Wait for it

I have this cactus growing in a tin bucket on the windowsill.  It’s one of a few other succulents growing in the bucket, but distinguishes itself by being an absurd, highlighter pen shade. Right now, it’s framed by washing drying on a heated clothes horse, but it sill manages to be exactly as brilliant yellow. Brighter than butter, brighter than hope. It’s standing against a fogging window, through which I can make out the tips of denuded trees forking up at a blue and clouded sky, and the oddly heartwarming sight of a neighbouring tenement’s protruding skylight. I notice that the winter wind is light but present. I notice the hum of the space heater, and my pale hands trembling when I hold them above the keys too long.


These are the sorts of details that become prominent when I am supposed to be writing. When I’m distracted, awaiting the build up of fire that will get me into the other room – the bedroom – where I’ll write. I think distraction is just as important as writing. Waiting as a blankness, or anxiety, that is a necessary part of the rhythm of the work. I think that perhaps because waiting, distraction – whether external or self-imposed –  is part of the fabric of my writing life. I think of the day like a big sea, sometimes rolling and crashing, at other times still and peaceful, though other days are oiled with their stillness to an eerie calm that provokes unease, doubt, double-guessing. Anyway, this is a metaphor that comes from the lack of metaphor-building elsewhere. But I can’t see writing here as a wasting of energies, but instead like the particular way I start picking up the thread of the day before, a soothing moment right at the mouth of the labyrinth.

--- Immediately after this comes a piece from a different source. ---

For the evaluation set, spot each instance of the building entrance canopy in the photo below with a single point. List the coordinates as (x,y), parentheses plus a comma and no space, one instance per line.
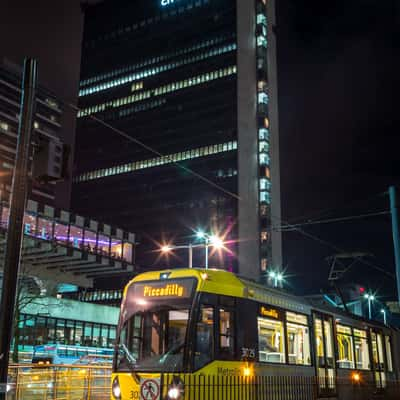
(58,242)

Being a writer means being ritualistic, to a certain degree. To believe that impatience is part of a process, a way to hold back any wavering fear that the silence that comes when you send out work is not a signal of a dead end, but is necessary, is normal. Is down to the day of the week (how many responses do you get on a Friday? Or even midweek? Very few. Well then, hold off worrying til Monday) I’m feeling thrown, after a week lost to a bad cold, so the stabilising takes a little more effort, the build-up a little more tentative. I’m feeling for the edge of doorways. I’m remembering my balance, and trying not to look back at my shaded footprints, or forward to the absence of footprints ahead.


And that’s why there needs to be a yellow cactus, glowing against the fogged window. And the ardent, nonsensical utterance that there is a right time for things, and a wrong time. My hands weak above the keys. Putting out just as much as I can. Hoping that this is right, when there is no right. Speaking so as to be heard, or not. Watching the light change and the clouds change, so as to know something, the kind of something we know at the foot of a poem. Steady, unsteady, here.